You can use light emitting diodes (LED) in many applications to provide status lights and illumination. LEDs are true diodes, meaning that they will only conduct electricity in one direction. LEDs emit light at a single frequency (color), which you cannot modify. The brightness of an LED is directly proportional to the amount of current flowing through it, and LEDs turn on and off much more quickly than an incandescent bulb. To limit current, connect a resistor in series with an LED. Follow a few simple steps to power an LED with a 9-volt battery.
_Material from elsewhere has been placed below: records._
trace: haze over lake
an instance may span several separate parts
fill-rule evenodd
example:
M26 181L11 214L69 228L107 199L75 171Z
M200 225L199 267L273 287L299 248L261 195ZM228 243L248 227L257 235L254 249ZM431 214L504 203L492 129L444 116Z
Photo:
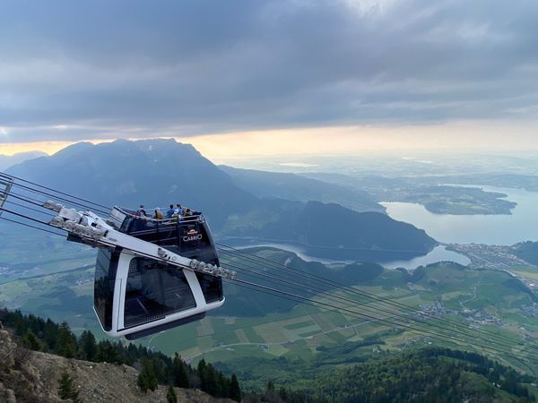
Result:
M408 202L383 202L395 219L405 221L439 242L448 244L489 244L511 245L538 240L538 193L522 189L478 186L484 191L508 194L517 206L511 215L434 214L424 206Z

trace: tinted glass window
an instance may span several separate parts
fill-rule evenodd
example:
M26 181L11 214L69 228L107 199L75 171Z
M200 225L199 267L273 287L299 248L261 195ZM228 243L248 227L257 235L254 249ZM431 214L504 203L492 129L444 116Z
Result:
M125 327L158 321L196 306L181 269L134 258L126 290Z
M224 297L222 294L222 279L220 277L214 277L210 274L196 272L196 277L200 282L202 292L206 303L221 301Z
M119 252L111 253L108 249L100 248L97 253L93 305L105 330L112 329L112 304L114 303L114 285L118 259Z

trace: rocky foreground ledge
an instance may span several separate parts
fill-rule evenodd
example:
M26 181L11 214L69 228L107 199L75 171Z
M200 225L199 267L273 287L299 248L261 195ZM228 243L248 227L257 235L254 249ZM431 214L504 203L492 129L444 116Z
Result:
M166 402L167 387L143 394L138 372L127 365L91 363L18 346L0 324L0 403L60 402L58 380L66 372L82 402ZM232 403L195 389L174 388L178 402Z

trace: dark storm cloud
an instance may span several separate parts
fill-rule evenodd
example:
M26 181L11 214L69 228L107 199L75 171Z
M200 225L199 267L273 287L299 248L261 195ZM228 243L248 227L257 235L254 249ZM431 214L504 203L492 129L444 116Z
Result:
M535 118L538 3L5 1L0 141Z

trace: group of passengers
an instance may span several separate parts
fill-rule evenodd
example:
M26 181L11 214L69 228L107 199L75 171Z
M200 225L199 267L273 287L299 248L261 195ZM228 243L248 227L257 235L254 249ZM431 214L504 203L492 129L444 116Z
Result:
M174 221L182 221L185 217L193 216L196 213L196 211L193 211L191 209L187 207L181 206L180 203L177 203L174 208L173 204L169 205L169 210L166 212L166 219L172 219ZM136 210L136 217L140 218L147 218L146 211L143 208L143 204L140 205L140 208ZM153 219L164 219L164 216L162 215L162 211L161 211L160 208L156 208L153 213Z

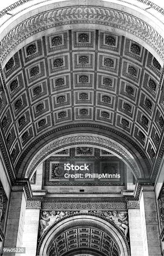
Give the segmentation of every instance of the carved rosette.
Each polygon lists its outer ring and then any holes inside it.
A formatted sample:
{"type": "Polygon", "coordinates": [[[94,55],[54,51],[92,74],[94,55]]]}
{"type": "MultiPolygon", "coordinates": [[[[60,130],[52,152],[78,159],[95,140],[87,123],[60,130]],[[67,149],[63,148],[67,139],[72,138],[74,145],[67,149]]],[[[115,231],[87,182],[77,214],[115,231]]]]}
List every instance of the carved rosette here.
{"type": "Polygon", "coordinates": [[[57,103],[62,103],[65,101],[66,101],[66,97],[64,95],[59,96],[57,98],[57,103]]]}
{"type": "Polygon", "coordinates": [[[153,64],[157,69],[159,69],[159,70],[161,69],[161,65],[155,58],[154,58],[153,59],[153,64]]]}
{"type": "Polygon", "coordinates": [[[138,136],[139,138],[141,140],[144,141],[145,139],[145,136],[144,133],[141,131],[139,131],[138,134],[138,136]]]}
{"type": "Polygon", "coordinates": [[[150,78],[148,82],[148,85],[150,88],[154,91],[155,91],[156,87],[156,84],[152,79],[150,78]]]}
{"type": "Polygon", "coordinates": [[[105,77],[103,79],[103,84],[106,86],[112,86],[112,81],[107,77],[105,77]]]}
{"type": "Polygon", "coordinates": [[[61,166],[57,166],[55,168],[54,176],[56,177],[62,177],[64,174],[63,168],[61,166]]]}
{"type": "Polygon", "coordinates": [[[122,118],[121,123],[124,126],[129,126],[129,122],[126,119],[124,119],[124,118],[122,118]]]}
{"type": "Polygon", "coordinates": [[[52,45],[53,46],[58,46],[61,44],[62,42],[62,39],[61,39],[61,36],[55,36],[53,37],[51,41],[52,45]]]}
{"type": "Polygon", "coordinates": [[[88,34],[80,34],[78,36],[78,41],[81,43],[89,42],[89,37],[88,34]]]}
{"type": "Polygon", "coordinates": [[[141,122],[142,123],[146,126],[147,126],[149,123],[148,119],[145,116],[143,115],[141,118],[141,122]]]}
{"type": "Polygon", "coordinates": [[[63,118],[66,117],[67,116],[67,114],[66,111],[62,111],[62,112],[60,112],[58,114],[58,117],[59,118],[63,118]]]}
{"type": "Polygon", "coordinates": [[[80,115],[88,115],[88,110],[86,109],[81,109],[80,110],[80,115]]]}
{"type": "Polygon", "coordinates": [[[115,45],[116,39],[111,36],[106,36],[105,38],[105,43],[108,45],[115,45]]]}
{"type": "Polygon", "coordinates": [[[39,104],[36,107],[37,112],[40,112],[40,111],[41,111],[43,109],[44,109],[44,105],[43,103],[39,104]]]}
{"type": "Polygon", "coordinates": [[[62,78],[59,78],[57,79],[56,82],[56,86],[61,86],[63,84],[64,84],[64,80],[62,78]]]}
{"type": "Polygon", "coordinates": [[[11,83],[10,85],[10,90],[11,92],[13,92],[14,90],[15,90],[18,87],[18,82],[17,81],[17,79],[15,79],[11,83]]]}
{"type": "Polygon", "coordinates": [[[45,125],[46,123],[45,119],[45,118],[42,119],[38,122],[38,126],[39,127],[42,127],[45,125]]]}
{"type": "Polygon", "coordinates": [[[35,45],[30,44],[29,45],[26,49],[27,55],[32,55],[36,51],[36,47],[35,45]]]}
{"type": "Polygon", "coordinates": [[[83,100],[88,100],[88,94],[86,93],[81,93],[80,95],[79,98],[83,100]]]}
{"type": "Polygon", "coordinates": [[[133,89],[130,86],[126,86],[125,88],[125,91],[129,95],[133,94],[133,89]]]}
{"type": "Polygon", "coordinates": [[[106,67],[114,67],[114,61],[111,59],[108,58],[105,58],[104,59],[104,66],[106,67]]]}
{"type": "Polygon", "coordinates": [[[105,103],[109,103],[111,102],[111,98],[110,97],[104,95],[102,97],[102,100],[105,103]]]}
{"type": "Polygon", "coordinates": [[[2,121],[2,125],[3,126],[3,128],[4,129],[5,128],[8,123],[8,119],[6,116],[5,116],[3,119],[2,121]]]}
{"type": "Polygon", "coordinates": [[[81,56],[79,57],[79,62],[83,65],[87,64],[89,62],[88,56],[81,56]]]}
{"type": "Polygon", "coordinates": [[[128,103],[124,103],[123,108],[125,110],[126,110],[126,111],[128,111],[129,112],[131,111],[131,107],[130,105],[128,104],[128,103]]]}
{"type": "Polygon", "coordinates": [[[134,77],[136,76],[136,70],[133,67],[129,67],[128,73],[134,77]]]}
{"type": "Polygon", "coordinates": [[[17,100],[15,104],[15,109],[17,110],[20,108],[22,106],[23,104],[23,103],[22,100],[21,99],[19,99],[19,100],[17,100]]]}
{"type": "Polygon", "coordinates": [[[140,47],[135,44],[133,44],[131,45],[131,51],[134,54],[139,55],[140,54],[141,49],[140,47]]]}
{"type": "Polygon", "coordinates": [[[5,66],[6,70],[7,71],[9,69],[10,69],[14,66],[14,60],[13,58],[11,58],[8,61],[8,62],[7,63],[5,66]]]}
{"type": "Polygon", "coordinates": [[[34,90],[35,95],[39,95],[42,92],[41,86],[37,86],[34,90]]]}
{"type": "Polygon", "coordinates": [[[53,61],[53,66],[55,67],[59,67],[63,65],[63,59],[56,59],[53,61]]]}
{"type": "Polygon", "coordinates": [[[147,99],[147,98],[145,100],[145,105],[149,108],[149,109],[151,109],[152,108],[152,104],[150,101],[147,99]]]}
{"type": "Polygon", "coordinates": [[[101,112],[101,116],[105,118],[109,118],[109,114],[108,113],[108,112],[106,112],[105,111],[103,111],[101,112]]]}
{"type": "Polygon", "coordinates": [[[79,82],[85,84],[88,81],[88,77],[86,76],[81,76],[79,77],[79,82]]]}
{"type": "Polygon", "coordinates": [[[34,77],[36,76],[37,74],[39,73],[39,69],[38,66],[35,67],[33,69],[31,69],[30,72],[30,75],[31,77],[34,77]]]}
{"type": "Polygon", "coordinates": [[[29,134],[28,133],[28,132],[27,131],[25,131],[25,133],[24,133],[22,136],[22,141],[23,141],[23,142],[24,142],[25,141],[26,141],[28,138],[29,136],[29,134]]]}
{"type": "Polygon", "coordinates": [[[159,120],[159,124],[161,128],[163,128],[164,125],[164,120],[163,118],[160,116],[159,120]]]}
{"type": "Polygon", "coordinates": [[[18,120],[18,123],[20,126],[23,125],[25,123],[25,118],[24,115],[22,116],[18,120]]]}

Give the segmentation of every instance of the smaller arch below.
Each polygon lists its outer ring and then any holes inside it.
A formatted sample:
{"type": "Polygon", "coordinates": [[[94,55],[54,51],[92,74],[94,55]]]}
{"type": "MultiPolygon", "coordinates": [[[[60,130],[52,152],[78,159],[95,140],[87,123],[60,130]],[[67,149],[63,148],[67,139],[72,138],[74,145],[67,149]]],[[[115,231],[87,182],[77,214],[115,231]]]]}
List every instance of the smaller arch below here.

Examine the data sheet for the LED you wish to use. Identify the specifications for maximum current (Imax) and typical forward voltage (Vf typ).
Example: 9-volt battery LED Imax = 20milliamps (mA) Vf typ=2 Volts (V)
Determine the voltage drop across the resistor (Vr). This voltage will equal the battery voltage (Vbatt) minus the Vftyp for the LED.
Example: Vr=Vbatt-Vftyp Vr=9 volts - 2 volts = 7 volts
Calculate a working current (Iwork) for the LED—typically about 75 percent of the maximum current.
Example: Iwork= Imax x 0.75 Iwork=20mA x 0.75 = 15mA
Choose a resistor value to allow 15mA of current to flow across.
Example: I=V/R ( Ohm's Law: Current = Voltage/Resistance) 15mA = Vr/R 15mA = 7 volts/R R=466 ohms
Select a 466-ohm resistor, or the next highest value of standard resistor.
Connect one end of the resistor to the positive terminal of the battery.
Connect the other end of the resistor to the positive (anode) terminal of the LED.
Connect the cathode of the LED to the negative terminal of the battery. The LED should illuminate.
If you do not have access to the LED specifications, start with a 2.2K resistor and work your way to smaller values.
The cathode of an LED is the smaller lead, located near a flat side of a round LED.
Connect multiple LEDs in series. Subtract each of their Vf typ from the battery voltage to calculate Vres.
Do not exceed the maximum current of an LED by using too small of a resistor value; this will destroy the LED.